Normal occlusion or malocclusion: that is the question (Proceedings)


Normal occlusion or malocclusion: that is the question (Proceedings)

May 01, 2011

Occlusion is a contact between the incising or masticating surfaces of the maxillary and mandibular teeth. Normal occlusion in the dog and cat is also known as a "scissors bite". The mandibular teeth should occlude lingual to the maxillary teeth. The mandibular incisor cusps should rest on the cingulum on the palatal side of the maxillary incisors. The mandibular canine crowns should lie equally between the maxillary third incisor and maxillary canine. The mandibular premolar crown tips should point to the interproximal spaces between the crowns of the maxillary premolars. Each mandibular premolar should be positioned rostral to the corresponding maxillary premolar.

Malocclusion is any deviation from normal occlusion which is not standard for that breed. Recognition of malocclusion is an important part of the oral exam. Patients with malocclusion may have difficulty chewing their food and/or significant oral pain from teeth impinging on soft tissue. The American Veterinary Dental College (AVDC) has categorized commonly found malocclusions. The goal of this lecture is a review of the signs and treatment options that are available to treat these malocclusions.

Types of malocclusion

Skeletal or jaw length malocclusion is found when the maxilla and mandible are abnormally positioned. The most common cause is hereditary due to line breeding to achieve a particular characteristic and the mating of parents with dissimilar jaw sizes and head shapes.
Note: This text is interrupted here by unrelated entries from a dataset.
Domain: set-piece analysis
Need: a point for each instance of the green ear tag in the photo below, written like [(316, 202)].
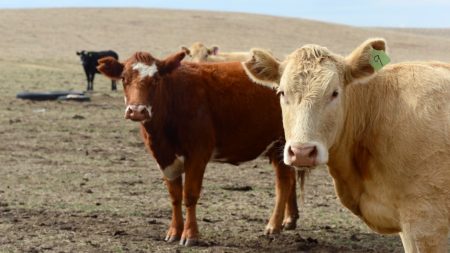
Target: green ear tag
[(378, 59)]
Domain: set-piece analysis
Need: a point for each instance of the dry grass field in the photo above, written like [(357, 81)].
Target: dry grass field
[(74, 177)]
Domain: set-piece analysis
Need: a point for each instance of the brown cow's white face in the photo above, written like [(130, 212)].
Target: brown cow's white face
[(199, 52), (140, 77), (311, 83)]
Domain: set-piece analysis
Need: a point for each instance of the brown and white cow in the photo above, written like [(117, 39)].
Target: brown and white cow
[(191, 114), (385, 135), (200, 53)]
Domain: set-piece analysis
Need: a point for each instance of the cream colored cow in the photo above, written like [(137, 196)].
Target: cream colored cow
[(200, 53), (385, 135)]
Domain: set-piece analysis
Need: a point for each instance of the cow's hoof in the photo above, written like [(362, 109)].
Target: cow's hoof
[(188, 242), (270, 230), (172, 238), (289, 224)]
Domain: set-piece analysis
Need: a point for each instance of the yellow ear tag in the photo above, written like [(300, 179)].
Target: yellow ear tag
[(378, 59)]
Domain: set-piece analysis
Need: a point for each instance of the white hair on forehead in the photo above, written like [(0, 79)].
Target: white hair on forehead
[(144, 69)]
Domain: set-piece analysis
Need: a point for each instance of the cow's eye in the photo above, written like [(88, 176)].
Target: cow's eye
[(335, 94)]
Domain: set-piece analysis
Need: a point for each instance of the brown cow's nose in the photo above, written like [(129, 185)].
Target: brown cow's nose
[(137, 112), (304, 155)]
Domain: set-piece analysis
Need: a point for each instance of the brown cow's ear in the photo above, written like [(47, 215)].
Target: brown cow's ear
[(357, 65), (263, 68), (110, 67), (186, 50), (170, 63)]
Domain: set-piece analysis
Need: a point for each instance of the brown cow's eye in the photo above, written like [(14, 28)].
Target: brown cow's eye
[(335, 94)]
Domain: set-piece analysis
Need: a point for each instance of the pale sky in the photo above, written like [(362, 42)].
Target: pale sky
[(384, 13)]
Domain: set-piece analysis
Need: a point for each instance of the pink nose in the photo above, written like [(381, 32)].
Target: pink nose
[(137, 112), (302, 155)]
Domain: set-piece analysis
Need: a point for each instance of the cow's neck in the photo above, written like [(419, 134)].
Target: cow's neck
[(350, 157)]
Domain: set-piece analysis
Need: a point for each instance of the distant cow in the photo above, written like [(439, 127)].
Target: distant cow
[(200, 53), (385, 134), (89, 59), (192, 114)]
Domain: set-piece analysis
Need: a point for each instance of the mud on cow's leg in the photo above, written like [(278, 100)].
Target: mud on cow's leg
[(113, 85), (291, 212), (175, 188), (191, 193), (285, 198)]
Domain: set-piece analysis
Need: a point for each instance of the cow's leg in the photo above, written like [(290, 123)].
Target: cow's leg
[(425, 228), (175, 188), (113, 85), (87, 79), (194, 170), (291, 210), (92, 81), (285, 181)]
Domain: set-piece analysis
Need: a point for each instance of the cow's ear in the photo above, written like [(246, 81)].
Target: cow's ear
[(358, 67), (186, 50), (170, 63), (110, 67), (214, 50), (263, 68)]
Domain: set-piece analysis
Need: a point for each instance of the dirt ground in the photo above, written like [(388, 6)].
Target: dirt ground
[(75, 176)]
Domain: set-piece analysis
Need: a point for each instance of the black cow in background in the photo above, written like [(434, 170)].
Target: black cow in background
[(89, 59)]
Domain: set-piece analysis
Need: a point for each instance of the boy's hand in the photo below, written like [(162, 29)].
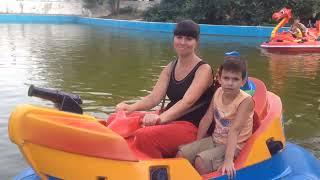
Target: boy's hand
[(228, 168), (151, 120), (123, 107)]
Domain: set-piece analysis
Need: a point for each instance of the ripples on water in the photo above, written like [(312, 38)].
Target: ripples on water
[(105, 66)]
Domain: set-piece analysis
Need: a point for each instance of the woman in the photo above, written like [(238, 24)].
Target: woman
[(187, 82)]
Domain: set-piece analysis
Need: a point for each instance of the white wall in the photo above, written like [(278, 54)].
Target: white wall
[(68, 7)]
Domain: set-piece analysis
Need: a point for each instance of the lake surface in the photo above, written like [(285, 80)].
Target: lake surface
[(105, 66)]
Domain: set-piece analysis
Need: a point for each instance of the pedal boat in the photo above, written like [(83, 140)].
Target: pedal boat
[(66, 145)]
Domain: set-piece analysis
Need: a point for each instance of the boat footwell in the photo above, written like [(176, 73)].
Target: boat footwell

Dental or tooth malocclusion is found when you have normal relationship of the maxilla and mandible but the teeth are abnormally located.

     • Distoversion – when a tooth is in normal anatomical placement but angled distally
     • Mesioversion – when a tooth is in normal anatomical placement but angled mesially
     • Linguoversion – when a tooth is in normal anatomical placement but angled lingually
     • Labioversion – an incisor or canine tooth that is in normal anatomical placement but angled labially
     • Buccoversion – a premolar or molar tooth that is in normal anatomical placement but angled buccally

Other non-genetic causes of malocclusion are local disturbances such as trauma, early or delayed loss of primary teeth, cystic formation, bruxism or abnormal chewing. Systemic disturbances can also contribute, such as severe illness, nutritional or endocrine disorders.

Malocclusion of deciduous teeth

Some malocclusions involving deciduous teeth can be temporary or develop into a permanent problem. The most common malocclusion seen involving deciduous teeth is jaw length discrepancies. These patients are genetically programmed for a normal bite but are only temporarily maloccluded due to the fact that each mandible grows at a varying rate.

The most common malocclusion presentations seen in pediatric dentition is Class II – overshot, Class III – undershot, Base Narrow Mandibular Canines, Class II with Base Narrow Mandibular Canines. With these conditions the deciduous dentition can become trapped by a tooth or soft tissue on the opposite arcade which causes an adverse dental interlock. When dental interlock is present trauma to the soft tissues can occur causing pain and infection.

     • Standard treatment options for pediatric patients with malocclusion Is:
     • Extraction: if trauma is present to minimize the trauma.
     • Selective Extraction/Interceptive Orthodontics: If no trauma is present this is done to prevent adverse dental interlock to allow the mandible to grow freely. The extractions usually are done on the jaw that needs to grow. Extractions are ideally done at 4-8 weeks of age.